Service agent: the agent of V8.6 used the SvcPrefetchCache just for exactly one User at a time. With this fix it will again use it for the configured amount of users (object prefetch size). This will increase the performance for many user which are members of large (lot of members) groups (Ticket R3JPYU).

Lotus Notes agent: Notes agent has been corrected so that it is able to delete the last member of a group (Ticket RO1POG).

The History Agent generates a temporary XML file (filename starts with "tmp-") which is renamed to its final filename at the very end thus allowing applications to pick the XML files that are completely processed (Ticket QLCLZ4).

Fixed a bug in the custom code that tries to print some additional information to log and that crashes with null pointer exception (Ticket RA0OBA).

The installation of a service pack doesn’t show passwords in clear text in the log file (Ticket R6SPF5).

Several 3rd party jar files have been updated. A detailed list is now available in the Readme documentation (Ticket QEZORU).

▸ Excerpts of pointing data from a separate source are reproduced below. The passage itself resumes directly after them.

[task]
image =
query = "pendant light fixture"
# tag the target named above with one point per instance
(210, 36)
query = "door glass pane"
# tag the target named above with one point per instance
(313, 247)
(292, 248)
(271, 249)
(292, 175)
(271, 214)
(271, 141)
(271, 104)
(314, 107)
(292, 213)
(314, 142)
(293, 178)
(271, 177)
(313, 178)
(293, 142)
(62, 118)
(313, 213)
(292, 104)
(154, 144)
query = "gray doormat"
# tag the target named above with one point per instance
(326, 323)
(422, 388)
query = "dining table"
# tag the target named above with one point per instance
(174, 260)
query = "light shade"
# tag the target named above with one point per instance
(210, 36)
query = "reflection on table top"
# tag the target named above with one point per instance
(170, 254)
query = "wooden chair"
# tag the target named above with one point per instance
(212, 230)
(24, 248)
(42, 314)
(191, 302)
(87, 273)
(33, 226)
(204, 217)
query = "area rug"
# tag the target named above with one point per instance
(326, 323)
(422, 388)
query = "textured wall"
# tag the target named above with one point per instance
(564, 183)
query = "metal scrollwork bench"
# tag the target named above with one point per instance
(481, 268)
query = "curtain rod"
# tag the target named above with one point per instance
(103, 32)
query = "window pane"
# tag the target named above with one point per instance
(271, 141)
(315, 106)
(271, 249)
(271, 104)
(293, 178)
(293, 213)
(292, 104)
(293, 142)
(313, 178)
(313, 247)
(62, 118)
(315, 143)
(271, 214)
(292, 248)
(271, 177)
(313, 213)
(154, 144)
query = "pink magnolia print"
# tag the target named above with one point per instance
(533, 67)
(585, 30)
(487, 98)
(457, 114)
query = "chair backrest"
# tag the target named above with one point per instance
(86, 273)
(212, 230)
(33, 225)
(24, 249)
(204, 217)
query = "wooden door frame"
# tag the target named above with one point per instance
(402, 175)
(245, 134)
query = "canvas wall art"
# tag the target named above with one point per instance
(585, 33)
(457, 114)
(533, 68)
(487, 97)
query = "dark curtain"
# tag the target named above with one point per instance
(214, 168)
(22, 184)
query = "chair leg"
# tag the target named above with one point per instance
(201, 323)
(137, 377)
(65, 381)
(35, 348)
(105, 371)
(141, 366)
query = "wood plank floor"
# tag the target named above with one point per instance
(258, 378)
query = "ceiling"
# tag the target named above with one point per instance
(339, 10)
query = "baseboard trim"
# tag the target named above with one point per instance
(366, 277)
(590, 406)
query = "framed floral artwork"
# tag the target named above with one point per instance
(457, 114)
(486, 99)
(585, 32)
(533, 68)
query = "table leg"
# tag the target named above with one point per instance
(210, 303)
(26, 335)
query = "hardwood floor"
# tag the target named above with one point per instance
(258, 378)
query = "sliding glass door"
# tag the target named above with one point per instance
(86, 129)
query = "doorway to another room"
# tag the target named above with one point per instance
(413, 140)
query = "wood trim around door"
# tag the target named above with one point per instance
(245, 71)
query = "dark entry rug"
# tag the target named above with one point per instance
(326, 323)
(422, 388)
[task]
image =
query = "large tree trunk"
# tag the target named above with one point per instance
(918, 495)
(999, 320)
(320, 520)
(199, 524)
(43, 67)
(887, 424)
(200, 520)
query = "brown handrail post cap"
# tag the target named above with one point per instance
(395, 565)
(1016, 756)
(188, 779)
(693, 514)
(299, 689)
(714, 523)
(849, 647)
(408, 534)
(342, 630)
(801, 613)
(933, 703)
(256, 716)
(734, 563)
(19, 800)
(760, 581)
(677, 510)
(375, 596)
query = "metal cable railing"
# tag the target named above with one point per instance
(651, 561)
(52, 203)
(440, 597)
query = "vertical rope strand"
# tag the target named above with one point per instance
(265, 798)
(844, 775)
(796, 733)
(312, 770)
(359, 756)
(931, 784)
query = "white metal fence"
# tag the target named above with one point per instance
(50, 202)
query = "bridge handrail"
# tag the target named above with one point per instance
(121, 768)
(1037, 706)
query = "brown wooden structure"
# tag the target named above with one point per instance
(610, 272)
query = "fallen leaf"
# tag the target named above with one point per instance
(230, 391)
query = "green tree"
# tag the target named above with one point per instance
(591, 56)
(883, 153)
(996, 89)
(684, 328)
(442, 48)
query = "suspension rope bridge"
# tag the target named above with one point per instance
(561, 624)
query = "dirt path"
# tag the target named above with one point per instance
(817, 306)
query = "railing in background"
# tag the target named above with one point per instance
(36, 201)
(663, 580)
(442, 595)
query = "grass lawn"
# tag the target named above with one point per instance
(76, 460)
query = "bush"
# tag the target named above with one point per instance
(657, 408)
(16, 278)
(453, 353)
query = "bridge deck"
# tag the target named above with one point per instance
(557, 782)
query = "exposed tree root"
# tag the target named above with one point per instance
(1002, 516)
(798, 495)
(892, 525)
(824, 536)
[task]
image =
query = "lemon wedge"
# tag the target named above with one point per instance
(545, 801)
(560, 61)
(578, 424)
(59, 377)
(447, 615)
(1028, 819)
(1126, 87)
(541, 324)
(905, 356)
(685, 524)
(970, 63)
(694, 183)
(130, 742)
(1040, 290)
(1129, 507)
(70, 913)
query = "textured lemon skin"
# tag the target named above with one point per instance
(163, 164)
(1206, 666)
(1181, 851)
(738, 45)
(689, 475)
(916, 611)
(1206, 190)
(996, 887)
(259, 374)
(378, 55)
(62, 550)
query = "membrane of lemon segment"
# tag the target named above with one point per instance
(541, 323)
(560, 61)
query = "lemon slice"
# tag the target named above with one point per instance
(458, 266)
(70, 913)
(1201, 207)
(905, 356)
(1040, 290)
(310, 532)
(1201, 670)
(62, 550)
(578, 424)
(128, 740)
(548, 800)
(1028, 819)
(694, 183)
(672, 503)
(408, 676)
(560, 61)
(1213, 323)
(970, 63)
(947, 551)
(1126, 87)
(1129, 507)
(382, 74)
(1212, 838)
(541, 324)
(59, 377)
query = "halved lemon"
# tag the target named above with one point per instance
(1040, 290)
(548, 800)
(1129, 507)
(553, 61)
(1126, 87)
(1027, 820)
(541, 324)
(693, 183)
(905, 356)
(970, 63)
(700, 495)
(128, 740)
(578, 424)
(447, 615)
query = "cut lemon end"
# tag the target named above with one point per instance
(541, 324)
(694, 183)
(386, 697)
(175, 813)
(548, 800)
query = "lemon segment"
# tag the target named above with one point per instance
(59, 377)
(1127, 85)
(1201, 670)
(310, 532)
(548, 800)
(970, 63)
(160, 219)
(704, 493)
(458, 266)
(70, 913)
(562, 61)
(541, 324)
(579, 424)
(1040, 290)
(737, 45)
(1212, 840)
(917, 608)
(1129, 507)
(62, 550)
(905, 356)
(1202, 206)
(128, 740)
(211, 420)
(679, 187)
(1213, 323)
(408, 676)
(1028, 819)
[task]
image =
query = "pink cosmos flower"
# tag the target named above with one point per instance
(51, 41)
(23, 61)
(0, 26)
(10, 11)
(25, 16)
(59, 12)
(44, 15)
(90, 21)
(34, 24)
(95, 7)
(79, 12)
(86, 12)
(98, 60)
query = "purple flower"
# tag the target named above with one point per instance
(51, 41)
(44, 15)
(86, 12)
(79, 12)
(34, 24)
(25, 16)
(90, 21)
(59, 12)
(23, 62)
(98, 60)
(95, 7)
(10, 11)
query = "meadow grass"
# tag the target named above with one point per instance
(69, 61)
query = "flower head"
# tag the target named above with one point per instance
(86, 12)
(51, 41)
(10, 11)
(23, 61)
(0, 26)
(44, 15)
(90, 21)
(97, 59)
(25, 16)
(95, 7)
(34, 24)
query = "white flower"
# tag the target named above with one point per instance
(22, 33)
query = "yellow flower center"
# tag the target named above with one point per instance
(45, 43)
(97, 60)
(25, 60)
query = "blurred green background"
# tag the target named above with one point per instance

Export Collection now supports paging for the internal one level searches. Via page size="n" now the page size can be specified. 0 is default which means no paging. In the workflow configuration in the perform activity you can specify the value in the export tab in the "Page Size" field. For usage with export Collection action via the Identity Manager specify in the dxi.cfg: collection.pagesize=100. When using the batch script exportConfig specify -pageSize 100 (Ticket QI3PAR).

The report engine now supports binary attributes (Ticket QWHRKQ).

Transport workflows: Handling of binary attributes like jpegPhoto in transport import workflows fixed. Octet String attributes like jpegPhoto are now passed as jpegphoto;raw to LDAP Connector. Other binary attributes like userCertificate are passed, as before, as userCertificate;binary to LDAPConnector (Ticket R04OD5).

APRC: In case of smart card option and if GetPolicy request fails (no policy found) APRC should use the policy from the registry (Ticket RFXKIY).

Tool Link Checker now supports SSL. Specify ssl=true in the connection section of the configuration file (Ticket RSMOSH).